Synonyms and Related Terminology
In gas processing, absorption is also called gas absorption, scrubbing, or gas conditioning. Related terms include adsorption (the attachment of gas or liquid molecules to the surface of a solid, as distinct from absorption into the solid's bulk; methane storage in coal cleats and shale organic matter involves adsorption, not absorption), glycol dehydration (the process of using triethylene glycol or other glycols to absorb water vapor from natural gas; the most common absorption process in the natural gas industry), amine treating (the process of using amine solutions to absorb H₂S and CO₂ from sour gas by chemical absorption; the standard method for sweetening sour gas before pipeline delivery), absorption oil (a light liquid hydrocarbon used to absorb heavier hydrocarbon components from a gas stream in NGL recovery plants; an older absorption-based NGL recovery technology), and contactor (the vessel in a gas absorption system where the gas and liquid solvent are brought into intimate contact to allow mass transfer; uses packing or trays to maximize the gas-liquid interface area).
How a TEG Absorption System Failure Caused a Pipeline Water Condensation Event in Alberta
A small independent operator produced natural gas from three Viking Formation wells in the Provost area of east-central Alberta, gathering the gas through a 12-kilometre pipeline to a sales meter.

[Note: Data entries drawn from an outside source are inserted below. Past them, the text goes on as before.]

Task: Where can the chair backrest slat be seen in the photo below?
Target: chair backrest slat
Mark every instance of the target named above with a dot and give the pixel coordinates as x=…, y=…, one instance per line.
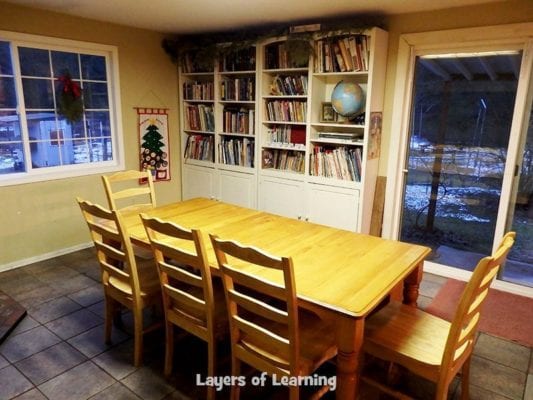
x=185, y=275
x=263, y=313
x=466, y=319
x=118, y=187
x=113, y=246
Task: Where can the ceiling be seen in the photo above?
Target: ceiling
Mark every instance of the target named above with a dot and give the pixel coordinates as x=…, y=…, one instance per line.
x=193, y=16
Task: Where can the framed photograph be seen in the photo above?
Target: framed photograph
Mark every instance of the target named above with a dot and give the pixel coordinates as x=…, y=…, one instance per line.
x=328, y=114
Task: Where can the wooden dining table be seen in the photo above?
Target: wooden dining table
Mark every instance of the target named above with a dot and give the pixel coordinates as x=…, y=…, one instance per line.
x=339, y=274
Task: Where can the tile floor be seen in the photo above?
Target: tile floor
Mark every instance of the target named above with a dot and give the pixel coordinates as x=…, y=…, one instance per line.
x=57, y=352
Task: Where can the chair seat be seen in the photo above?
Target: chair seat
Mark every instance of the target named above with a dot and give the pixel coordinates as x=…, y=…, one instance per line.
x=407, y=336
x=148, y=279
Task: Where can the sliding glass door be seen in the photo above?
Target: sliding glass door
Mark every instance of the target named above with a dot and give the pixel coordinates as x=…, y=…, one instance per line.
x=454, y=191
x=519, y=267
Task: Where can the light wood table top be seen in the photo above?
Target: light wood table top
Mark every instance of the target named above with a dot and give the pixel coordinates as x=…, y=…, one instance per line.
x=338, y=272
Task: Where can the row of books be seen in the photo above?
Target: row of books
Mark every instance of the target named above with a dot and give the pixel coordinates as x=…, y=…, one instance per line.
x=338, y=162
x=342, y=54
x=199, y=147
x=200, y=117
x=277, y=57
x=237, y=152
x=198, y=90
x=238, y=60
x=286, y=160
x=286, y=110
x=289, y=85
x=238, y=89
x=238, y=120
x=286, y=134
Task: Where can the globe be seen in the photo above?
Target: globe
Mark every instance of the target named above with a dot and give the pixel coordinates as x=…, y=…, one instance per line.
x=347, y=99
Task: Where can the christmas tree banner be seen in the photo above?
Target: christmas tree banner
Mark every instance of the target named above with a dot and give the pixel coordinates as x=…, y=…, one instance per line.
x=154, y=145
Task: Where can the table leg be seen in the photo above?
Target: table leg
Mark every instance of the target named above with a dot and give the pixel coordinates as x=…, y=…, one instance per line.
x=349, y=333
x=411, y=285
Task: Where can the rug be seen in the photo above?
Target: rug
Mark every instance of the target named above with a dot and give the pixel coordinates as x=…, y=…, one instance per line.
x=506, y=315
x=11, y=313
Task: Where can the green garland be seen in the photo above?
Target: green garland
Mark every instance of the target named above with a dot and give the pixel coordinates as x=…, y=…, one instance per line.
x=206, y=48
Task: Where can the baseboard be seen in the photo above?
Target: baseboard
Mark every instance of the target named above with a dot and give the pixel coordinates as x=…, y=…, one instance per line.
x=46, y=256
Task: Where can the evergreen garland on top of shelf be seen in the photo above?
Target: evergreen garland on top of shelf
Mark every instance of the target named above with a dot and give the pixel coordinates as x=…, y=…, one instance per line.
x=206, y=48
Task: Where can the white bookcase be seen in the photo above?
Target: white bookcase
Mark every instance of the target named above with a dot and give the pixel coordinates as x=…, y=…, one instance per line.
x=289, y=131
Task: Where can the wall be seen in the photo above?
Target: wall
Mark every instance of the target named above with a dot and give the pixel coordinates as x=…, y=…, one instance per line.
x=498, y=13
x=42, y=218
x=39, y=219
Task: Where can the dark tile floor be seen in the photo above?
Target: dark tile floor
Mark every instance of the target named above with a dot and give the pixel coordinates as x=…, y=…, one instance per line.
x=57, y=352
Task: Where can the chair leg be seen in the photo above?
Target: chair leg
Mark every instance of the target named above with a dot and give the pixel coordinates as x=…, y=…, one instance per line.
x=465, y=379
x=211, y=362
x=169, y=347
x=235, y=371
x=294, y=392
x=137, y=336
x=109, y=316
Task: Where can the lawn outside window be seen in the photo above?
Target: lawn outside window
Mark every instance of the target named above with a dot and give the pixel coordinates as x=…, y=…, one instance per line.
x=39, y=140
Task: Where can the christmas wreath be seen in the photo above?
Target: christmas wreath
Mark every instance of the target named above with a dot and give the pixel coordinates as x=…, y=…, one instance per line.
x=70, y=104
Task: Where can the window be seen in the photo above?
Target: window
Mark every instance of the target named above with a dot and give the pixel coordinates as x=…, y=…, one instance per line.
x=40, y=138
x=460, y=162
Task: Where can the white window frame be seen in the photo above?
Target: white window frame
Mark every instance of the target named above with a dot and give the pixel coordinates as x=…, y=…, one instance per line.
x=115, y=114
x=482, y=39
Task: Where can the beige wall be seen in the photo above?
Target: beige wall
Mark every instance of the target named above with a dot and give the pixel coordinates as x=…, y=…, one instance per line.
x=42, y=218
x=506, y=12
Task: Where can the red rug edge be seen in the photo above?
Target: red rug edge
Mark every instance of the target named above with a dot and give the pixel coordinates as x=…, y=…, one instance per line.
x=515, y=310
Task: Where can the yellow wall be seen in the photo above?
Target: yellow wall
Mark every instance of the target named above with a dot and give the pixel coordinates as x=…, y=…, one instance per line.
x=42, y=218
x=498, y=13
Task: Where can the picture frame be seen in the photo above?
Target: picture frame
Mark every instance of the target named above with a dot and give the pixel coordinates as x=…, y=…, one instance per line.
x=328, y=114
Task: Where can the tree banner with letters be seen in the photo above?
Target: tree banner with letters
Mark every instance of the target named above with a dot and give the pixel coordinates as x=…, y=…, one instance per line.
x=154, y=144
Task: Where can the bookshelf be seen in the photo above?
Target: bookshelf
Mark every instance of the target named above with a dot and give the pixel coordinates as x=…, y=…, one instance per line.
x=218, y=125
x=259, y=129
x=236, y=105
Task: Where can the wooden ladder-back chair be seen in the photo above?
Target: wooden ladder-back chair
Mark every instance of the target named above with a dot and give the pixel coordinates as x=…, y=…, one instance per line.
x=126, y=282
x=427, y=345
x=272, y=337
x=190, y=299
x=126, y=185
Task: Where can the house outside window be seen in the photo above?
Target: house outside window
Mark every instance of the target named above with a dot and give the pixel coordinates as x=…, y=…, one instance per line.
x=43, y=133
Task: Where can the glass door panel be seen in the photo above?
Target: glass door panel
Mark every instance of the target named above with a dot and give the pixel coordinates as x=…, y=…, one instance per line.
x=459, y=134
x=519, y=266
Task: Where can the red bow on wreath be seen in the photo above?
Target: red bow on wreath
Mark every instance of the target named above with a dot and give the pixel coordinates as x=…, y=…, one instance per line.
x=70, y=103
x=69, y=86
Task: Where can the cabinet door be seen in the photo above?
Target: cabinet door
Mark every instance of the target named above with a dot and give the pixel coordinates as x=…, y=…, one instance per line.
x=198, y=182
x=332, y=206
x=238, y=188
x=282, y=197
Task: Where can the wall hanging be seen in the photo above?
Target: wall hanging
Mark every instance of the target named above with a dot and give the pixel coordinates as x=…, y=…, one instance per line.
x=153, y=140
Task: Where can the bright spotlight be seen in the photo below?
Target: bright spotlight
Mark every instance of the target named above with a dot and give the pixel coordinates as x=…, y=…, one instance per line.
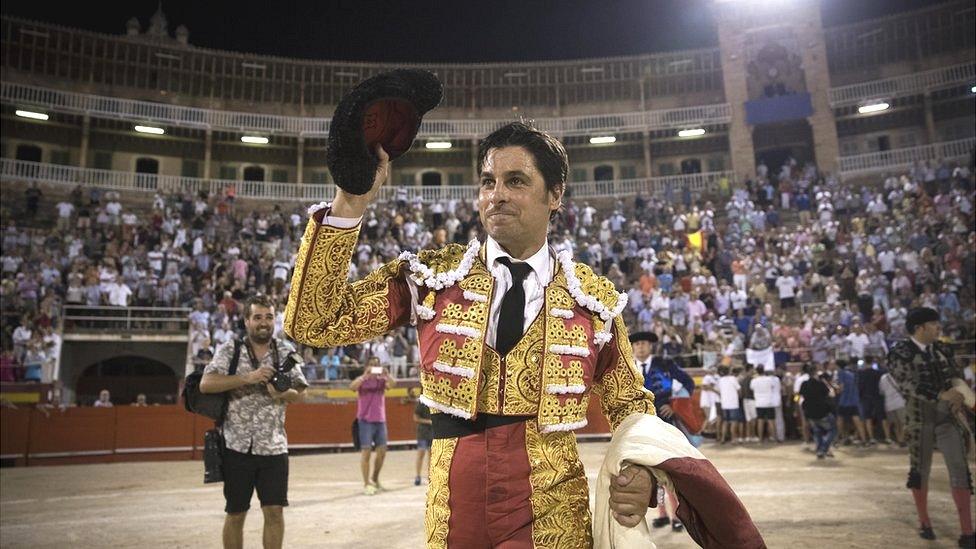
x=150, y=129
x=875, y=107
x=31, y=114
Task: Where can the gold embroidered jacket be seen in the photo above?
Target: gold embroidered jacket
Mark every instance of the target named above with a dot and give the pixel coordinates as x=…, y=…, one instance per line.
x=576, y=345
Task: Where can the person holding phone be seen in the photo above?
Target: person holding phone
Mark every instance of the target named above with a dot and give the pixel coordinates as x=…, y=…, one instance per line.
x=371, y=416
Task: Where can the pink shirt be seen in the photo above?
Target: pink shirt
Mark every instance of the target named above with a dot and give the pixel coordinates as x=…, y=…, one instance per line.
x=371, y=404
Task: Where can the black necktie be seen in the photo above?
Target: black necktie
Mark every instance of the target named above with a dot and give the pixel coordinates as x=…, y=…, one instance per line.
x=511, y=317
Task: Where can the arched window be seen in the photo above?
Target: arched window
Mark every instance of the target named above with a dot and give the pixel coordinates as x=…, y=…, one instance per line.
x=691, y=165
x=30, y=153
x=430, y=179
x=147, y=165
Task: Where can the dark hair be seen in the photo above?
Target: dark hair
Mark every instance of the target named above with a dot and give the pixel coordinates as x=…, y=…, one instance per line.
x=260, y=300
x=549, y=154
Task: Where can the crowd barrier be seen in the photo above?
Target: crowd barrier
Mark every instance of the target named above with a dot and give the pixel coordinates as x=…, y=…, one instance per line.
x=53, y=436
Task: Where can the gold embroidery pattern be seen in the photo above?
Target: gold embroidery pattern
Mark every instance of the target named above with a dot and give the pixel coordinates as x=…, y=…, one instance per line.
x=438, y=492
x=488, y=386
x=523, y=374
x=622, y=385
x=560, y=495
x=323, y=308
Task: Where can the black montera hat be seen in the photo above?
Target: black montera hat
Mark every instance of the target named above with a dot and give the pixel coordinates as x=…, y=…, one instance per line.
x=390, y=106
x=643, y=336
x=918, y=316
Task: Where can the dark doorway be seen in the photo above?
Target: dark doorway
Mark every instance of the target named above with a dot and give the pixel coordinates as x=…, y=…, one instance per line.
x=603, y=173
x=127, y=376
x=253, y=173
x=29, y=153
x=147, y=165
x=430, y=179
x=691, y=165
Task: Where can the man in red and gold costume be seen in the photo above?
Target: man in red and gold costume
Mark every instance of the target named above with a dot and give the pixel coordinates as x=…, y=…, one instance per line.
x=514, y=340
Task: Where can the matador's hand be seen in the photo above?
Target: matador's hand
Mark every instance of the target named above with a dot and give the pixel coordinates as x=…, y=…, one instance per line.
x=631, y=492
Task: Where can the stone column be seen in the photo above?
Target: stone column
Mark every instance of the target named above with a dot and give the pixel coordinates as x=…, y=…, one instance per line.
x=930, y=132
x=648, y=171
x=207, y=151
x=301, y=160
x=85, y=131
x=810, y=37
x=734, y=75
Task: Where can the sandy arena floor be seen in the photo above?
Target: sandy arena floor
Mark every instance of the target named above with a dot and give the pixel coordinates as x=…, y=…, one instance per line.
x=855, y=500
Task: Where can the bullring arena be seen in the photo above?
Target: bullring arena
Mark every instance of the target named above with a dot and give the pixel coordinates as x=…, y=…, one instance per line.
x=782, y=191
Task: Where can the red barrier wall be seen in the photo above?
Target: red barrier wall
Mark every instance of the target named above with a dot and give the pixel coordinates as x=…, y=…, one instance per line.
x=125, y=433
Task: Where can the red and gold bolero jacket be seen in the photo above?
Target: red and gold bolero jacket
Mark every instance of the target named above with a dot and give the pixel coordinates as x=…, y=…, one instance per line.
x=576, y=344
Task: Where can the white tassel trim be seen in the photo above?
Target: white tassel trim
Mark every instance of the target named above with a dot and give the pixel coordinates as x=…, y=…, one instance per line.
x=316, y=207
x=425, y=312
x=443, y=408
x=602, y=337
x=461, y=371
x=569, y=350
x=575, y=289
x=475, y=296
x=563, y=426
x=424, y=275
x=458, y=330
x=561, y=313
x=566, y=389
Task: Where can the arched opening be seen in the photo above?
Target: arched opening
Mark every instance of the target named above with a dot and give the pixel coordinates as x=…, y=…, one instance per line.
x=253, y=173
x=29, y=153
x=147, y=165
x=127, y=376
x=691, y=165
x=603, y=172
x=430, y=179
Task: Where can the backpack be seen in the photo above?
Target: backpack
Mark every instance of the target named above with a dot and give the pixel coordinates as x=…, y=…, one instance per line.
x=212, y=405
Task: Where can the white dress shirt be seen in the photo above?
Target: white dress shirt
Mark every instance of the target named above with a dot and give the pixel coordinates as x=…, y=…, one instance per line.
x=542, y=264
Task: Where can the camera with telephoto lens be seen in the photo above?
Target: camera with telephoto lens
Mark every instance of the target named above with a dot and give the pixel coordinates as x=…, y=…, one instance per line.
x=280, y=380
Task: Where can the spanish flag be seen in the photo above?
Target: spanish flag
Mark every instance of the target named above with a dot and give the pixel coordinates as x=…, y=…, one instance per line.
x=696, y=240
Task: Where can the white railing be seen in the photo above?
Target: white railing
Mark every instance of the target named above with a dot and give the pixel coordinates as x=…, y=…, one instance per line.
x=148, y=112
x=900, y=86
x=23, y=171
x=904, y=158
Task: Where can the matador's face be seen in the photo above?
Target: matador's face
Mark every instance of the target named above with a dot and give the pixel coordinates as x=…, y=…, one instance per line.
x=513, y=202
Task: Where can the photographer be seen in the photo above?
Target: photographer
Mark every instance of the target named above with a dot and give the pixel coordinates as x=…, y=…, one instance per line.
x=371, y=387
x=256, y=453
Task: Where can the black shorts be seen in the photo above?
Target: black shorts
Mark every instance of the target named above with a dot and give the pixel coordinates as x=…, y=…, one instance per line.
x=848, y=411
x=245, y=472
x=766, y=413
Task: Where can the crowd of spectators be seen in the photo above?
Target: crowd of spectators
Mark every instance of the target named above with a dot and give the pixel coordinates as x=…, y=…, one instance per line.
x=790, y=266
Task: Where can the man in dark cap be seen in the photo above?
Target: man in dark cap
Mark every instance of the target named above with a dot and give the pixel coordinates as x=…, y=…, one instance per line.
x=660, y=374
x=924, y=370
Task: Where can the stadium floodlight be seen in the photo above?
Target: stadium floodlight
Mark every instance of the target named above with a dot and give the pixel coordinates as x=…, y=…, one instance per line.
x=873, y=107
x=150, y=129
x=31, y=114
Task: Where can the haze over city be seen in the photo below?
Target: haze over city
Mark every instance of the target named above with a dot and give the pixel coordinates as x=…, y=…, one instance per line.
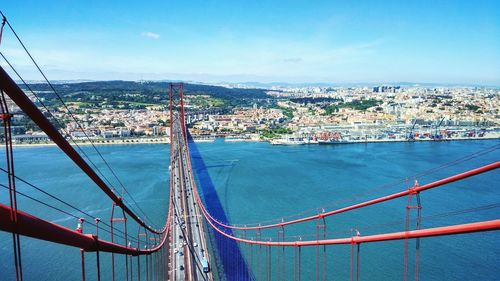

A glycol dehydration skid was installed at the gathering manifold to bring the gas to pipeline water dew point specification before sales metering.
During a January cold snap, the gas temperature at the contactor inlet dropped significantly because of the cold ambient temperature. The glycol circulation pump, which was not winterized, developed bearing failure and stopped circulating TEG through the contactor at 03:00 on a Saturday morning. The automatic alarm failed to notify the on-call operator because a communication system outage had taken the telemetry offline earlier that week.
By Sunday evening (approximately 42 hours later), the gas entering the sales pipeline was no longer being dehydrated. Water content rose from 35 mg/scm to over 800 mg/scm. At the cold temperatures in the buried pipeline (approximately -8°C soil temperature), water began condensing in the low points of the gathering system. By the time the operator was notified on Monday morning, approximately 1,200 litres of liquid water had accumulated in the pipeline, severely restricting gas flow and causing the three producing wells to back-pressure to near-shut-in conditions.
Restoring production required a coiled tubing unit to dewater the pipeline and repair the glycol pump, taking 4 days. Total lost production was approximately 420 Mcm (15 million cubic feet). At the gas price of the time (CAD 3.20 per GJ), the lost production value was approximately CAD 150,000. The TEG skid winterization (insulation and heat tracing) that would have prevented the pump failure cost CAD 12,000. The communication system redundancy (cellular backup for telemetry) that would have notified the operator within minutes of the pump failure cost CAD 3,500 annually.